Key Decisions for Investors

  • Event‑driven long Elkem (ELK.OL): buy post‑EGM approval with a 6–12 month horizon. Size to 2–4% NAV, target 20–35% upside driven by float reduction + potential buyback; protect with a 6–12 month 10–15% OTM put (or 5–8% notional hedge) to cap downside to ~12–15% if the deal is reversed or regulators impose conditions.
  • Pair trade — long ELK.OL / short WCH.DE (Wacker Chemie): 1:1 notional for 6–18 months. Rationale: Elkem benefits from simplification and capital returns while Wacker is more exposed to near‑term price competition from Bluestar’s China scale. Target asymmetric payoff ~2:1 if re‑rating + margin pressure materialize; cut pair if silicones spot spreads tighten more than 15% and both names move together.

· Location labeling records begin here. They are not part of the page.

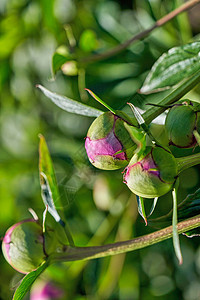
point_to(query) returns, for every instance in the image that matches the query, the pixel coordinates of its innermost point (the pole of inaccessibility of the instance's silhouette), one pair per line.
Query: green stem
(101, 101)
(174, 96)
(187, 162)
(68, 234)
(87, 253)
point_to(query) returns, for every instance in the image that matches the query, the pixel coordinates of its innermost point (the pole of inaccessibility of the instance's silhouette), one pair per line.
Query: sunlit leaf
(70, 105)
(49, 187)
(27, 282)
(64, 60)
(172, 67)
(88, 41)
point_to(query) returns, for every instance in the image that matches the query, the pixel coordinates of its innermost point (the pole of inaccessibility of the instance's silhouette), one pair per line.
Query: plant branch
(141, 35)
(87, 253)
(187, 162)
(174, 96)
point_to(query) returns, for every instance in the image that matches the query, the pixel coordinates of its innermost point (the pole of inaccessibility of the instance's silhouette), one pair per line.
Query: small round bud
(108, 143)
(23, 246)
(181, 121)
(152, 174)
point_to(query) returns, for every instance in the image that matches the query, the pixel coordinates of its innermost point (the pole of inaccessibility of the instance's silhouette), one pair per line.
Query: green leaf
(88, 41)
(49, 187)
(176, 241)
(70, 105)
(63, 59)
(153, 206)
(141, 208)
(172, 67)
(57, 61)
(28, 280)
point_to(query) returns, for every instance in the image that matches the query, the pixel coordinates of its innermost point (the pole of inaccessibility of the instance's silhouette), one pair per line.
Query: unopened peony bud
(181, 121)
(108, 143)
(152, 174)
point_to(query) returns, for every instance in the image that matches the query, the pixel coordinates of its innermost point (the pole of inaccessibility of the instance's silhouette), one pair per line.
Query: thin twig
(141, 35)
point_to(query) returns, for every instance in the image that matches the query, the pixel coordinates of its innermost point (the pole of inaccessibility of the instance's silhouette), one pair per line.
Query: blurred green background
(98, 206)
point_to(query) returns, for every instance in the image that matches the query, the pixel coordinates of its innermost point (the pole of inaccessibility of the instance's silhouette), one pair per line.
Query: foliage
(32, 33)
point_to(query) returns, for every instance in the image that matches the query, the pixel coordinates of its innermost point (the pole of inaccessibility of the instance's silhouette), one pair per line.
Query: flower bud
(108, 143)
(181, 121)
(151, 174)
(23, 246)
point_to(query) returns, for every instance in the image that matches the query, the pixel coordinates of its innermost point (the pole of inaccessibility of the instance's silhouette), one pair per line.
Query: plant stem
(123, 46)
(187, 162)
(174, 96)
(176, 241)
(87, 253)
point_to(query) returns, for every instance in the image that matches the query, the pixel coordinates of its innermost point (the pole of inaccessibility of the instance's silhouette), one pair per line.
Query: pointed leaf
(172, 67)
(153, 206)
(176, 241)
(49, 188)
(27, 282)
(70, 105)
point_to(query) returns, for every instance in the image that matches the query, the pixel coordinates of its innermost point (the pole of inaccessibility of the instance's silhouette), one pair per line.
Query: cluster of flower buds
(181, 121)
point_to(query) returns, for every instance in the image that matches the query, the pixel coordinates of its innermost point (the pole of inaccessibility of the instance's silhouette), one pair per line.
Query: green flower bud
(151, 174)
(108, 143)
(181, 121)
(24, 246)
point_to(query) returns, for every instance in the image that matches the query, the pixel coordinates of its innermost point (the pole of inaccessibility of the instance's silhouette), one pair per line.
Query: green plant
(135, 129)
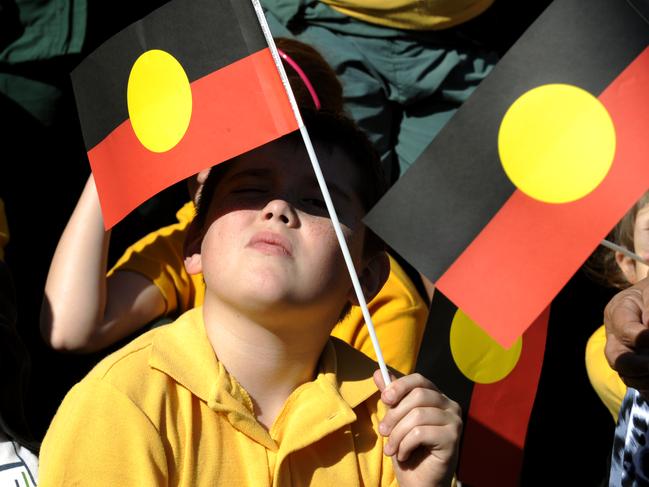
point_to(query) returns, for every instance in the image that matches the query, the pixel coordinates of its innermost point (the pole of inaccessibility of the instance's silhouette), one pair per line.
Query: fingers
(418, 415)
(432, 427)
(625, 328)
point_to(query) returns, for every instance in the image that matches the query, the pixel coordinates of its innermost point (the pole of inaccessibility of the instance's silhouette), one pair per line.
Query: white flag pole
(325, 193)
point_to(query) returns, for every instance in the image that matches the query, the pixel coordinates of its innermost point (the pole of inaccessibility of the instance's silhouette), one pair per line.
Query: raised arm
(83, 310)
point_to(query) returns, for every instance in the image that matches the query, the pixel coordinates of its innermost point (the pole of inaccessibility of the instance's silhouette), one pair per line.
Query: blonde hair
(601, 266)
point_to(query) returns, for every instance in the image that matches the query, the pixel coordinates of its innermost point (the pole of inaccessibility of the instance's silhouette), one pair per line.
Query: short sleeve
(99, 437)
(159, 257)
(399, 314)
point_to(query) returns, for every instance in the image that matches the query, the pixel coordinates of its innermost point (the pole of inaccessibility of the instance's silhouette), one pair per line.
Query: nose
(281, 210)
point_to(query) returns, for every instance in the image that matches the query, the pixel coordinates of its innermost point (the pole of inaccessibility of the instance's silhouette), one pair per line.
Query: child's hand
(423, 428)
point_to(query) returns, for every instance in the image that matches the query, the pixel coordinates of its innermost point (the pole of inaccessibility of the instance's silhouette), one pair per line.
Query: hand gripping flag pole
(325, 193)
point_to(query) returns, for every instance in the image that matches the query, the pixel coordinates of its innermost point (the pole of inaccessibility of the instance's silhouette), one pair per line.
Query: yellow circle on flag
(478, 356)
(159, 100)
(556, 143)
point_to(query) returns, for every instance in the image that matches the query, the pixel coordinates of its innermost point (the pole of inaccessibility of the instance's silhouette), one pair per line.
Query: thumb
(378, 379)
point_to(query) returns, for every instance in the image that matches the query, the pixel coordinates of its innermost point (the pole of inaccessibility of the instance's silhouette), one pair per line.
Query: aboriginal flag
(533, 170)
(495, 387)
(191, 85)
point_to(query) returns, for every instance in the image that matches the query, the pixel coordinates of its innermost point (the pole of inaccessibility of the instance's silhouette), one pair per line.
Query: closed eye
(315, 202)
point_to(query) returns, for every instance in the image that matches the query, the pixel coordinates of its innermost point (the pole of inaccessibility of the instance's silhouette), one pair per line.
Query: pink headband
(302, 75)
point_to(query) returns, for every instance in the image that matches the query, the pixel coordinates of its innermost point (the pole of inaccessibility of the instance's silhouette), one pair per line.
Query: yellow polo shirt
(398, 311)
(164, 411)
(412, 14)
(606, 381)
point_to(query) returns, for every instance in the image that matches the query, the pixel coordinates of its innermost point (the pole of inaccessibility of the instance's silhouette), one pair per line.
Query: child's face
(268, 241)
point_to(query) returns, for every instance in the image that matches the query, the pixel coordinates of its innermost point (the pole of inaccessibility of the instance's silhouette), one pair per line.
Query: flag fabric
(191, 85)
(500, 241)
(495, 387)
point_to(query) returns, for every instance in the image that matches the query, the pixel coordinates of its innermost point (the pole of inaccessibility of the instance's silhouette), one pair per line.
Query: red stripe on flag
(235, 109)
(499, 414)
(529, 250)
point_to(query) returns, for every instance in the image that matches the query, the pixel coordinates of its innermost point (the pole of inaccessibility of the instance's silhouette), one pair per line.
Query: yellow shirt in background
(606, 381)
(412, 14)
(398, 311)
(164, 411)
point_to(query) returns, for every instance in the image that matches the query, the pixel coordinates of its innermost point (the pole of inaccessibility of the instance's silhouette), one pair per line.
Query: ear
(192, 249)
(372, 277)
(627, 266)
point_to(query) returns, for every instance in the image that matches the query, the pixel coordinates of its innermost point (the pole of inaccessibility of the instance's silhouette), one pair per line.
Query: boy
(250, 389)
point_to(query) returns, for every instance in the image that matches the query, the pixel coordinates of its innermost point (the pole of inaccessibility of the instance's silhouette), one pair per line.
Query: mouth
(270, 243)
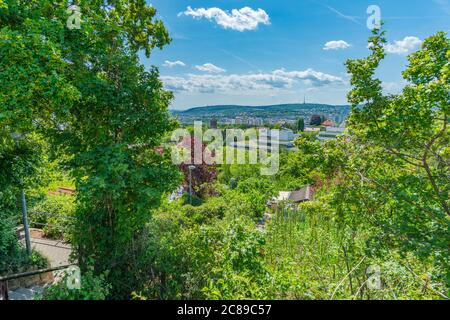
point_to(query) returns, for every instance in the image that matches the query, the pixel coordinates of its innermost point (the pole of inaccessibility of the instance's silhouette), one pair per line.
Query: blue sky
(260, 52)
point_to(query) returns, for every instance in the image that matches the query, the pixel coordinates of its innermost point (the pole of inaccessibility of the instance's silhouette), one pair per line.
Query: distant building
(331, 133)
(285, 140)
(312, 129)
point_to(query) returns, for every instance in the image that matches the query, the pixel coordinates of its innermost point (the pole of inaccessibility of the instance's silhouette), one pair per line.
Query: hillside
(235, 109)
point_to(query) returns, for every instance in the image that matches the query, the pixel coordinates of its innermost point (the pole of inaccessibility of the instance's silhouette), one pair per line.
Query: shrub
(92, 288)
(57, 212)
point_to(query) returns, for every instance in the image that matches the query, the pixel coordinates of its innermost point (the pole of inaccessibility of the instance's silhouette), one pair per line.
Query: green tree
(86, 90)
(301, 124)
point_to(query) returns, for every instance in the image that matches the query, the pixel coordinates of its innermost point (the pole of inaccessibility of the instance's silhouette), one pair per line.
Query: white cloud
(239, 19)
(244, 83)
(405, 46)
(336, 45)
(171, 64)
(209, 67)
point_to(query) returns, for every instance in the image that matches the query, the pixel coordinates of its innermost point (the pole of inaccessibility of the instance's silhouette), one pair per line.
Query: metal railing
(4, 292)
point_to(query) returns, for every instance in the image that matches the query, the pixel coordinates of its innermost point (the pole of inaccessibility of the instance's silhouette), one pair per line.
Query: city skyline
(261, 53)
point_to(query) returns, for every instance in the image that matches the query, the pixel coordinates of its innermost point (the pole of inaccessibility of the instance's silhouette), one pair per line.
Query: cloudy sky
(259, 52)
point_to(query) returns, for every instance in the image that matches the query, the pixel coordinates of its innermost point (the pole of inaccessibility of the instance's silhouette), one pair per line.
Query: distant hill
(226, 109)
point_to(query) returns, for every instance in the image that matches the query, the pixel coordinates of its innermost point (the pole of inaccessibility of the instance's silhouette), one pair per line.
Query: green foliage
(92, 288)
(57, 213)
(301, 124)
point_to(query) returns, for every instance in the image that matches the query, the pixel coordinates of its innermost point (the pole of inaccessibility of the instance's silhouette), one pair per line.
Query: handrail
(35, 272)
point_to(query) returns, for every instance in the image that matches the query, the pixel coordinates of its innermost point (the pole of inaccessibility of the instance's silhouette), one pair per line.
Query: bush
(57, 211)
(92, 288)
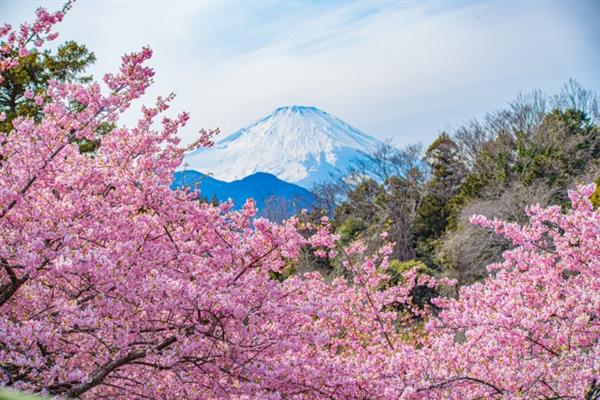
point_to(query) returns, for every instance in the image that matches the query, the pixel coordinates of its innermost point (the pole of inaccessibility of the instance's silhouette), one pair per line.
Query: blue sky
(396, 70)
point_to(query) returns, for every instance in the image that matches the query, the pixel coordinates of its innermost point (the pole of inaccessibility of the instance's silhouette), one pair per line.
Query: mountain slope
(297, 144)
(274, 198)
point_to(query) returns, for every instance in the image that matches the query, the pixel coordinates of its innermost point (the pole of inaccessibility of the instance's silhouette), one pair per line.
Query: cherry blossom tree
(115, 286)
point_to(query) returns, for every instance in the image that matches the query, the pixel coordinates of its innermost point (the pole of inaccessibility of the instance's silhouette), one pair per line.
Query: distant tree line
(531, 152)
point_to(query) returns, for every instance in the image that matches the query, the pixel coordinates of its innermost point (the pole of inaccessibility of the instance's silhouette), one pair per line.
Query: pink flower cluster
(112, 285)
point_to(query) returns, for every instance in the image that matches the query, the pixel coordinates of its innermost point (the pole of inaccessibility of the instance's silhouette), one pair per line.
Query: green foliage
(351, 228)
(397, 268)
(67, 64)
(34, 73)
(596, 195)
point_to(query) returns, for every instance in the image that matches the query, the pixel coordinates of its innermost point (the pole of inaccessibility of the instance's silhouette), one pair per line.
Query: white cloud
(400, 70)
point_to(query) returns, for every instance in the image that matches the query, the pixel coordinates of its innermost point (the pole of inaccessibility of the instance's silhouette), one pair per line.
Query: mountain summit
(297, 144)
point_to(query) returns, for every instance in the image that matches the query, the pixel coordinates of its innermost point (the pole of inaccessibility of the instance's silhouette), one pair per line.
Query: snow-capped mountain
(297, 144)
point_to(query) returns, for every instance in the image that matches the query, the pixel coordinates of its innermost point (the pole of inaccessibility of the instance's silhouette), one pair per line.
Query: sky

  • Credit arb watchlist: be ready to buy Elkem senior paper if spreads widen >100bp on deal uncertainty (target capture 5–8% YTM over 1–3 years). Deployment conditional on clear balance‑sheet read and covenant terms; downside is limited if buyback/redeem expectations persist but wideners create attractive yield cushion.
  • Catalyst hedge: enter a small (~0.5–1% NAV) long‑gamma/options position that benefits from approval headlines (near‑dated calls on ELK.OL around EGM) while capping drawdown — removes political/EGM headline risk and monetizes probable short‑term volatility spikes.